If we attempt an estimate of the expense, in a pecuniary point of view, and confine ourselves to the state of Pennsylvania, we shall find it too great to be increased without a strong probability of some important advantage resulting from it. Assuming the report of the adjutant general as a full account of the enrolled militia, or of the number liable to be enrolled, and estimating the value of their time, as the legislature would appear to have done, at one dollar a day, the amount thus appropriated annually would be 366,580 dollars. But militia trainings always draw numbers of spectators, whose time is also lost. The militia men are frequently less fit than ordinary for their usual employments a day or two after their training is over. The actual disbursements, beyond what the usual routine of business requires, are often considerable. If for these various articles we add twenty-five percent, the amount will be 458,200 dollars. This calculation, it is true, is founded on the supposition that all who are enrolled are obedient to the requisition; a supposition confessedly incorrect. But as those who are absent are liable to a fine of the amount first stated; and those fines are often collected at a heavy sacrifice on the part of the sufferers, besides the time employed in assessing and collecting these fines, must be charged to the system; and the absent militia man, if he has no tangible property, may be confined thirty days to a prison as a counterpoise to his two days of training; there appears no reason to reduce the estimate on these accounts to a lower aggregate.
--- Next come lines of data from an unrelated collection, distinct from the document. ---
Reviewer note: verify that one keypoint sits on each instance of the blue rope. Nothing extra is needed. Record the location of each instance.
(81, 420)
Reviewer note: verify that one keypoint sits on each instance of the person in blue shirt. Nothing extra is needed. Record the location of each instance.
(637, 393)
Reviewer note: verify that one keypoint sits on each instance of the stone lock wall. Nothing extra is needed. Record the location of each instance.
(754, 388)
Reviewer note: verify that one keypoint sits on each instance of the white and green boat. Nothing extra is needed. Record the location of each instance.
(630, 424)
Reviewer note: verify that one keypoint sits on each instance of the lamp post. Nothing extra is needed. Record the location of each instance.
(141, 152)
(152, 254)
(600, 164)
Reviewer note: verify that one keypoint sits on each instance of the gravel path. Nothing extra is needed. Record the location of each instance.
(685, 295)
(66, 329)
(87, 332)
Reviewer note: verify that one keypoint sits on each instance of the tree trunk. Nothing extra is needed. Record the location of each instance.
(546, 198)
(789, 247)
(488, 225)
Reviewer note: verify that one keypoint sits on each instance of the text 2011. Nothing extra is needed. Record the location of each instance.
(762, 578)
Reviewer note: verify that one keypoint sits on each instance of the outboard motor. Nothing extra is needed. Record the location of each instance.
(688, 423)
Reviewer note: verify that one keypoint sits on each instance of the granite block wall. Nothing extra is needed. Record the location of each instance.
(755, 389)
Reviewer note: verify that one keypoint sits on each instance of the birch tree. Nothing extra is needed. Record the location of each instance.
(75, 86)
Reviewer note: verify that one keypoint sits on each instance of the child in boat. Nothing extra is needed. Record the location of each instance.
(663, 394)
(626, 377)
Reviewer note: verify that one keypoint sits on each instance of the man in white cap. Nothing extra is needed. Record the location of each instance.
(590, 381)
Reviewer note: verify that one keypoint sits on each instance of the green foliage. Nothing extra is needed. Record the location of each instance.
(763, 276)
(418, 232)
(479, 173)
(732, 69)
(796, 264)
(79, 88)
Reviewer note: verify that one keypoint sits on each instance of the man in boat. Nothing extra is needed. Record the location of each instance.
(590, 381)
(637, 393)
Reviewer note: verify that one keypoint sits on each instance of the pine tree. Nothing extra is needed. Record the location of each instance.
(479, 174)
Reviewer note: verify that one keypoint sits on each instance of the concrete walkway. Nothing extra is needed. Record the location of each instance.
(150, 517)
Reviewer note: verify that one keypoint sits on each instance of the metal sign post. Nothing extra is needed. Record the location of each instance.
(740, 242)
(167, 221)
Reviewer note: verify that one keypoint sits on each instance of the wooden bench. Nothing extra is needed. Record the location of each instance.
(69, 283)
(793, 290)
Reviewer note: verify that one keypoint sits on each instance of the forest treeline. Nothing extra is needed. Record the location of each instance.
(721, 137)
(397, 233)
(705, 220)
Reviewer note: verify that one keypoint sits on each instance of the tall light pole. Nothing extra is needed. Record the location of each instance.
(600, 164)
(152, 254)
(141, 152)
And it just keeps going from there. But I’ve tried to chop it down to the bits that most directly address Quaker aversion to paying militia exemption fines.
Lewis’s argument is a good preview of a debate that would happen when Pennsylvania held a convention to amend its state Constitution. Then, too, the debate over what concessions would be granted to Quaker conscientious scruples against militia service would become tangled up in the debate over whether the militia trainings were worthwhile at all or had become “a ridiculous farce” that should be abandoned.